Massachusetts is pulling out of a multi-state compact to reduce carbon emissions from the transportation sector. Gov. Charlie Baker's administration on Thursday declared it "is no longer the best solution for the commonwealth's transportation and environmental needs."
Baker had long touted the Transportation Climate Initiative as the way to meet emission reduction targets in the transportation sector. But with support in other states crumbling or simply failing to materialize, his office announced Thursday that it no longer views TCI as critical.
"The Baker-Polito Administration always maintained the commonwealth would only move forward with TCI if multiple states committed, and, as that does not exist, the transportation climate initiative is no longer the best solution for the commonwealth's transportation and environmental needs," Baker press secretary Terry MacCormack said in a statement on Thursday.

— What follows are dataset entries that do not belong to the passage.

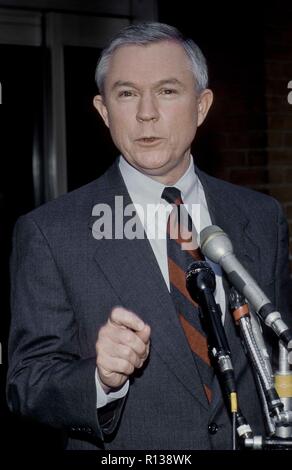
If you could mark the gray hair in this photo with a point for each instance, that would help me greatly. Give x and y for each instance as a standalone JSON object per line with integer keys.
{"x": 152, "y": 32}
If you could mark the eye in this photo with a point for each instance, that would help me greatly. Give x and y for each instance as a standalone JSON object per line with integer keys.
{"x": 168, "y": 91}
{"x": 125, "y": 93}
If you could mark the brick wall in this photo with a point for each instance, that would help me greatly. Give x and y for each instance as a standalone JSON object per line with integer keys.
{"x": 278, "y": 70}
{"x": 249, "y": 131}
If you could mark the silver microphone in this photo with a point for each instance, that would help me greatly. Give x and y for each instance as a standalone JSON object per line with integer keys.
{"x": 217, "y": 246}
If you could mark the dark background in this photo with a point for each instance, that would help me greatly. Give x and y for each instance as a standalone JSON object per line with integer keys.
{"x": 247, "y": 138}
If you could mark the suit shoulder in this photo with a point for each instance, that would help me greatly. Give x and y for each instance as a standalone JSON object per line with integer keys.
{"x": 239, "y": 194}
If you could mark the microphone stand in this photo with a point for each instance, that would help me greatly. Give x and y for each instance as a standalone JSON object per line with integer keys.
{"x": 276, "y": 395}
{"x": 200, "y": 281}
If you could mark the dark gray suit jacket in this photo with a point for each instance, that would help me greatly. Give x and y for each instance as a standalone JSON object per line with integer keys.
{"x": 65, "y": 283}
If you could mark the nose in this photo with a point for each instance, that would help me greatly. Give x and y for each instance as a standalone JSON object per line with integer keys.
{"x": 147, "y": 109}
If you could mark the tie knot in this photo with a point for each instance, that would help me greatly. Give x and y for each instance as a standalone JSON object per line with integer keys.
{"x": 172, "y": 195}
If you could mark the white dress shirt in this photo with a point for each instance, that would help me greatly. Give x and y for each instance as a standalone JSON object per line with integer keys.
{"x": 153, "y": 211}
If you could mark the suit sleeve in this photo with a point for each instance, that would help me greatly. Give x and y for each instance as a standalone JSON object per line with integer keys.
{"x": 47, "y": 378}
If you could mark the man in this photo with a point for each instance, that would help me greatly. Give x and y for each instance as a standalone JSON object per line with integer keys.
{"x": 96, "y": 345}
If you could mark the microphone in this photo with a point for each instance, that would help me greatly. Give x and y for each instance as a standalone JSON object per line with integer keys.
{"x": 216, "y": 245}
{"x": 200, "y": 282}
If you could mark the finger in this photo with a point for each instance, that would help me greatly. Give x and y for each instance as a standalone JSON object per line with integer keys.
{"x": 126, "y": 345}
{"x": 144, "y": 334}
{"x": 122, "y": 317}
{"x": 115, "y": 365}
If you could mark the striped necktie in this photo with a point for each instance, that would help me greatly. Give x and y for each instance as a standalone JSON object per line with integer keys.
{"x": 182, "y": 250}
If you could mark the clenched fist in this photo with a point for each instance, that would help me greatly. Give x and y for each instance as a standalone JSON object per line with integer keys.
{"x": 122, "y": 346}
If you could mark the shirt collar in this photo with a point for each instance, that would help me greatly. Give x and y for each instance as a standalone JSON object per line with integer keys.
{"x": 142, "y": 188}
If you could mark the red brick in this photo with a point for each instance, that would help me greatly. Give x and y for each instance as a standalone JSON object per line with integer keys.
{"x": 232, "y": 158}
{"x": 288, "y": 139}
{"x": 277, "y": 175}
{"x": 253, "y": 176}
{"x": 277, "y": 87}
{"x": 275, "y": 139}
{"x": 278, "y": 104}
{"x": 280, "y": 157}
{"x": 288, "y": 175}
{"x": 280, "y": 122}
{"x": 257, "y": 157}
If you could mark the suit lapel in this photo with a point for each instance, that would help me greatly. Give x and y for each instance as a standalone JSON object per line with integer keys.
{"x": 132, "y": 270}
{"x": 225, "y": 213}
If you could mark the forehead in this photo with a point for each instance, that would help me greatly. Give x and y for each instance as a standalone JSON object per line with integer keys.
{"x": 149, "y": 63}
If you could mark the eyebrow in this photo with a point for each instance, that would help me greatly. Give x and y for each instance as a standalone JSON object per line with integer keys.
{"x": 166, "y": 81}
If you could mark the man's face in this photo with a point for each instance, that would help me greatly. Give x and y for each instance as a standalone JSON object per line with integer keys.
{"x": 152, "y": 109}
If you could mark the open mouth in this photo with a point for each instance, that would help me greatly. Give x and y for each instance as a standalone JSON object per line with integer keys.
{"x": 148, "y": 140}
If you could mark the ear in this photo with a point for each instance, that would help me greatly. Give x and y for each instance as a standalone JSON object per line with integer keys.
{"x": 99, "y": 104}
{"x": 205, "y": 101}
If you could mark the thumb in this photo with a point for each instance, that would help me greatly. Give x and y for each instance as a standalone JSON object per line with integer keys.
{"x": 144, "y": 334}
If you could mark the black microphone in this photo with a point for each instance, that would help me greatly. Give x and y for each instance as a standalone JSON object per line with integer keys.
{"x": 216, "y": 245}
{"x": 200, "y": 282}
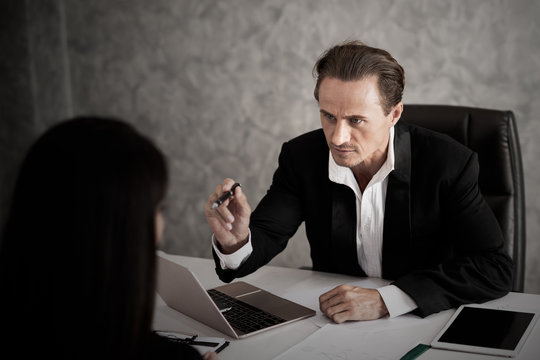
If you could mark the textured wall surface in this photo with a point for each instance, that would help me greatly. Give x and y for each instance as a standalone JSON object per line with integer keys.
{"x": 219, "y": 85}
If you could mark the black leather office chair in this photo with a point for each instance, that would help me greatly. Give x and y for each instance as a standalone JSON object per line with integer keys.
{"x": 493, "y": 135}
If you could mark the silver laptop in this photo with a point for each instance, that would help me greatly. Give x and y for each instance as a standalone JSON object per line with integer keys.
{"x": 237, "y": 309}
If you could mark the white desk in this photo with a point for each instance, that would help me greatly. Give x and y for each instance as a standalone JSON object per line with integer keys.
{"x": 379, "y": 339}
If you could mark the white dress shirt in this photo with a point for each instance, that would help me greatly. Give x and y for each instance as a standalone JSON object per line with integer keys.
{"x": 369, "y": 233}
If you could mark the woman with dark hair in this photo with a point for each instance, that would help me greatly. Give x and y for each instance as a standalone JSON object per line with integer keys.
{"x": 77, "y": 260}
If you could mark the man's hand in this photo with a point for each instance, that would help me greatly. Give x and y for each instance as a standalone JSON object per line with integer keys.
{"x": 230, "y": 221}
{"x": 347, "y": 302}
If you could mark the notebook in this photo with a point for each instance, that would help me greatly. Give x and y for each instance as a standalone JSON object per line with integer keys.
{"x": 237, "y": 309}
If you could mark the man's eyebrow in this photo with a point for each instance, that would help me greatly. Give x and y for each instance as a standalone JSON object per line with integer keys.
{"x": 322, "y": 111}
{"x": 355, "y": 117}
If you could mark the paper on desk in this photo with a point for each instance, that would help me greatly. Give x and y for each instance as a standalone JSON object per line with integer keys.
{"x": 342, "y": 343}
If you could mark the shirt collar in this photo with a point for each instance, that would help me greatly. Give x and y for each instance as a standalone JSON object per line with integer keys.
{"x": 344, "y": 175}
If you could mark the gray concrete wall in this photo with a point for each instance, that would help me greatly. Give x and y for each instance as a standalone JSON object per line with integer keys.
{"x": 220, "y": 85}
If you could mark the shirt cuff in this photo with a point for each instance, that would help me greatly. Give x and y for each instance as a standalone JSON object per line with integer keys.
{"x": 237, "y": 258}
{"x": 396, "y": 300}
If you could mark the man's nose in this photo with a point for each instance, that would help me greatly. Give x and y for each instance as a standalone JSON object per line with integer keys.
{"x": 341, "y": 134}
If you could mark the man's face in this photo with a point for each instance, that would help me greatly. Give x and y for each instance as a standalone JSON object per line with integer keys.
{"x": 354, "y": 124}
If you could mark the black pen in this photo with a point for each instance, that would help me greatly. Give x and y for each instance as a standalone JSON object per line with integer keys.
{"x": 220, "y": 200}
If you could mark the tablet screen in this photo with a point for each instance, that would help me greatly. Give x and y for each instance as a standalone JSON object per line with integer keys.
{"x": 501, "y": 329}
{"x": 476, "y": 328}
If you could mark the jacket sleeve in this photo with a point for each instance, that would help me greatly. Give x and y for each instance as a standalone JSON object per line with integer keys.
{"x": 274, "y": 221}
{"x": 477, "y": 269}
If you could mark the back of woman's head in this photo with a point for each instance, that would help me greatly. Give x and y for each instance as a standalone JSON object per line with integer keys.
{"x": 77, "y": 256}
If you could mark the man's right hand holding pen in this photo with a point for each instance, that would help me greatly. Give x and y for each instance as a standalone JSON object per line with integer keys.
{"x": 229, "y": 217}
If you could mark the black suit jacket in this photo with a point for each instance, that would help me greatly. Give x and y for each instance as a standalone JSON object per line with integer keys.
{"x": 442, "y": 245}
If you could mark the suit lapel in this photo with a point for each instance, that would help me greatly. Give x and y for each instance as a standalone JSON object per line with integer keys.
{"x": 397, "y": 227}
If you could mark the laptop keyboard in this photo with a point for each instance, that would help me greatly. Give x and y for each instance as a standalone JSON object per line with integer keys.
{"x": 243, "y": 316}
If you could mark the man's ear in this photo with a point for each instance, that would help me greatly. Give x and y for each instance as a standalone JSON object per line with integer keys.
{"x": 395, "y": 113}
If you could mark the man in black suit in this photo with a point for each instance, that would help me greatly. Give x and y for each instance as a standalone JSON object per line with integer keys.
{"x": 379, "y": 198}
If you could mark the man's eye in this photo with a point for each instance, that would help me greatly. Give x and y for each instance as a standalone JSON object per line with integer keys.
{"x": 329, "y": 117}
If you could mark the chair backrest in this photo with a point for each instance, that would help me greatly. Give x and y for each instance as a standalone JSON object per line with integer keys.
{"x": 493, "y": 135}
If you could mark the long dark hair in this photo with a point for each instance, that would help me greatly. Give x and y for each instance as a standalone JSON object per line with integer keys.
{"x": 77, "y": 261}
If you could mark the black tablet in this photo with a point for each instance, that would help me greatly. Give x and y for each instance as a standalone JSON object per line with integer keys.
{"x": 485, "y": 330}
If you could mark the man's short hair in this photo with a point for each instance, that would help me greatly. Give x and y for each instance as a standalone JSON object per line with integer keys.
{"x": 353, "y": 60}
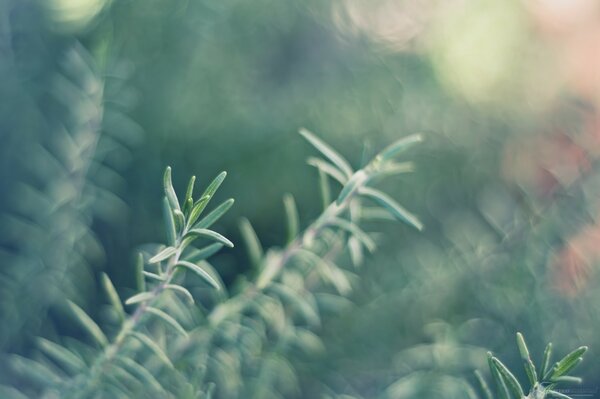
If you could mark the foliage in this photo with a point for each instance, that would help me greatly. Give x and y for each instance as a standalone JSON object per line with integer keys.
{"x": 542, "y": 383}
{"x": 279, "y": 311}
{"x": 98, "y": 96}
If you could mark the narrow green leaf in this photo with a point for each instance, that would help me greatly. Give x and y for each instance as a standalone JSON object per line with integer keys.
{"x": 69, "y": 361}
{"x": 141, "y": 297}
{"x": 169, "y": 191}
{"x": 325, "y": 189}
{"x": 553, "y": 394}
{"x": 153, "y": 276}
{"x": 399, "y": 146}
{"x": 179, "y": 220}
{"x": 392, "y": 206}
{"x": 353, "y": 184}
{"x": 215, "y": 215}
{"x": 88, "y": 324}
{"x": 329, "y": 152}
{"x": 150, "y": 344}
{"x": 566, "y": 368}
{"x": 528, "y": 364}
{"x": 201, "y": 272}
{"x": 500, "y": 385}
{"x": 196, "y": 255}
{"x": 253, "y": 245}
{"x": 546, "y": 359}
{"x": 292, "y": 219}
{"x": 327, "y": 169}
{"x": 205, "y": 198}
{"x": 167, "y": 319}
{"x": 139, "y": 273}
{"x": 356, "y": 231}
{"x": 213, "y": 235}
{"x": 113, "y": 297}
{"x": 189, "y": 193}
{"x": 169, "y": 222}
{"x": 355, "y": 249}
{"x": 181, "y": 290}
{"x": 522, "y": 347}
{"x": 509, "y": 379}
{"x": 162, "y": 255}
{"x": 487, "y": 392}
{"x": 197, "y": 209}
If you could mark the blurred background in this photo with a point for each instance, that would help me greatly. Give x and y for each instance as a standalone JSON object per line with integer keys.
{"x": 98, "y": 96}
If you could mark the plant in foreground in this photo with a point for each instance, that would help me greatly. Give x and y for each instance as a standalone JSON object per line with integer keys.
{"x": 243, "y": 342}
{"x": 543, "y": 380}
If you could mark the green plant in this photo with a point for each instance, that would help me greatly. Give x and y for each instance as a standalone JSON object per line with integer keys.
{"x": 239, "y": 345}
{"x": 543, "y": 380}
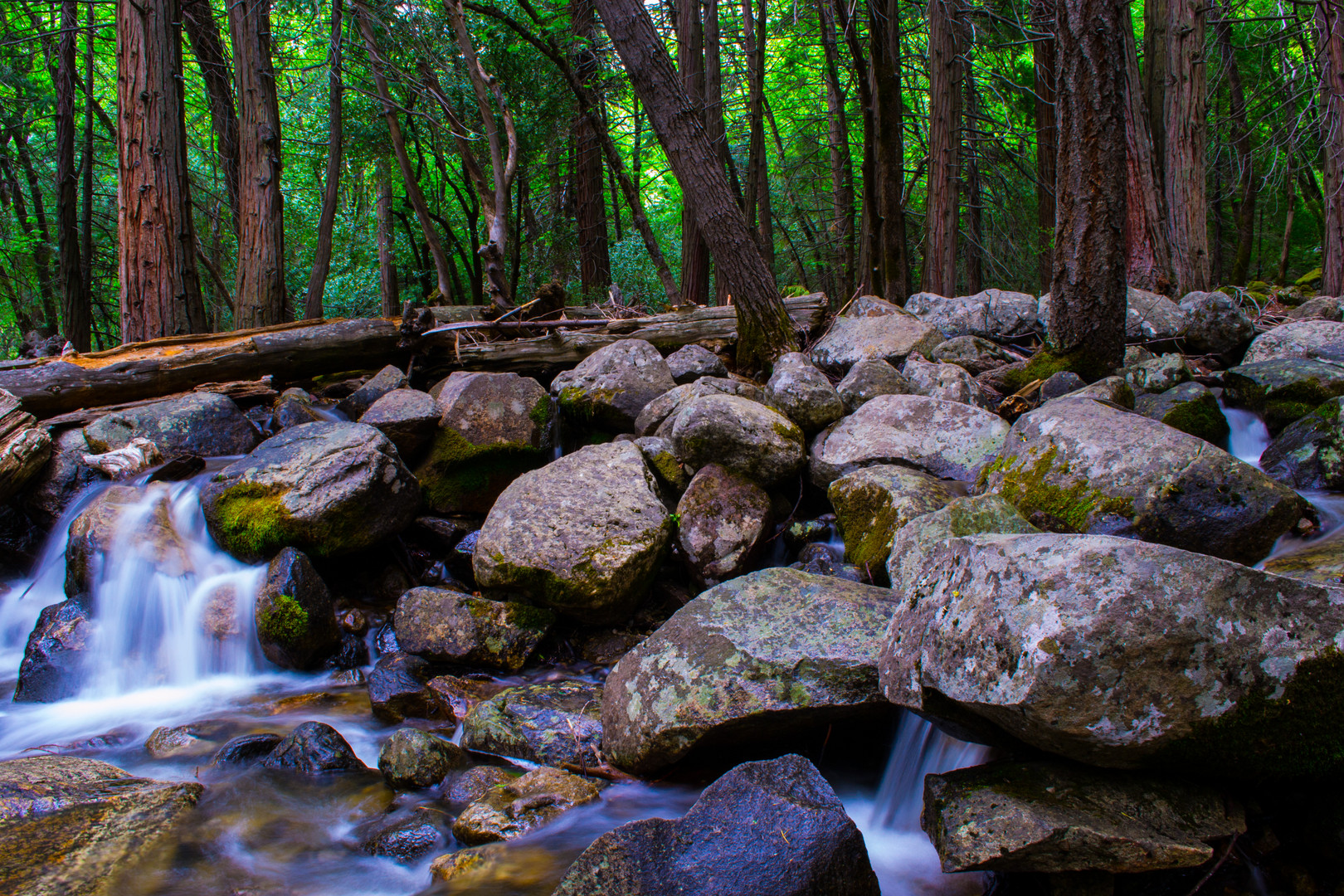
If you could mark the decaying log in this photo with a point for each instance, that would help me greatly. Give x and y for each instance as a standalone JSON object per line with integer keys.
{"x": 303, "y": 349}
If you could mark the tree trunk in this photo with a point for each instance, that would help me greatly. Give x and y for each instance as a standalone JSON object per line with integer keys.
{"x": 323, "y": 254}
{"x": 75, "y": 310}
{"x": 160, "y": 290}
{"x": 217, "y": 71}
{"x": 260, "y": 292}
{"x": 762, "y": 323}
{"x": 945, "y": 73}
{"x": 1088, "y": 296}
{"x": 1187, "y": 206}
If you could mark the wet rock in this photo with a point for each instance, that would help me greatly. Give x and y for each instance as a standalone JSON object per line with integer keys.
{"x": 609, "y": 387}
{"x": 414, "y": 759}
{"x": 947, "y": 382}
{"x": 514, "y": 809}
{"x": 1188, "y": 407}
{"x": 992, "y": 314}
{"x": 1077, "y": 465}
{"x": 75, "y": 826}
{"x": 802, "y": 394}
{"x": 1308, "y": 340}
{"x": 379, "y": 384}
{"x": 203, "y": 423}
{"x": 407, "y": 416}
{"x": 1120, "y": 653}
{"x": 874, "y": 503}
{"x": 723, "y": 519}
{"x": 583, "y": 535}
{"x": 1283, "y": 390}
{"x": 867, "y": 381}
{"x": 889, "y": 338}
{"x": 448, "y": 626}
{"x": 767, "y": 828}
{"x": 763, "y": 661}
{"x": 323, "y": 488}
{"x": 492, "y": 429}
{"x": 693, "y": 362}
{"x": 314, "y": 748}
{"x": 553, "y": 724}
{"x": 296, "y": 617}
{"x": 741, "y": 436}
{"x": 942, "y": 438}
{"x": 397, "y": 688}
{"x": 54, "y": 657}
{"x": 1054, "y": 817}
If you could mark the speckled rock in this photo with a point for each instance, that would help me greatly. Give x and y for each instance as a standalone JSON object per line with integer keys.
{"x": 1188, "y": 407}
{"x": 1053, "y": 817}
{"x": 201, "y": 423}
{"x": 414, "y": 759}
{"x": 693, "y": 362}
{"x": 1120, "y": 653}
{"x": 553, "y": 723}
{"x": 1077, "y": 465}
{"x": 741, "y": 436}
{"x": 609, "y": 387}
{"x": 514, "y": 809}
{"x": 323, "y": 488}
{"x": 583, "y": 535}
{"x": 407, "y": 416}
{"x": 765, "y": 828}
{"x": 1283, "y": 390}
{"x": 874, "y": 503}
{"x": 889, "y": 338}
{"x": 449, "y": 626}
{"x": 1308, "y": 340}
{"x": 723, "y": 520}
{"x": 942, "y": 438}
{"x": 492, "y": 429}
{"x": 763, "y": 661}
{"x": 74, "y": 826}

"At the same time, the new federal infrastructure funding package, American Rescue Plan investments, as well as tax revenue surpluses generated by Massachusetts' strong economic recovery make the commonwealth better positioned to upgrade its roads, bridges and public transportation systems, while also making investments to reduce transportation emissions, deliver equitable transportation solutions and benefits and meet the state’s ambitious climate goals," MacCormack added.
The compact's demise represents the second recent major blow to clean energy efforts. Maine voters earlier this month rejected a transmission project that Massachusetts has been counting on to draw clean hydropower down from Canada.
Backers of TCI, which the Baker administration was leading through its environmental secretariat, envisioned a regional program capping vehicle emissions and allowing fuel suppliers to purchase allowances for carbon dioxide their products would emit, in the process generating revenue that states could use to invest in clean transportation and other programs.
The coalition that launched the initiative last winter set an initial target of reducing emissions 26% by 2032, estimating it could add 5 to 9 cents more to the price of a gallon of gas.
TCI ran into vocal opposition from groups such as the Massachusetts Fiscal Alliance, who argued that its impact on fuel costs would harm consumers more than backers anticipated.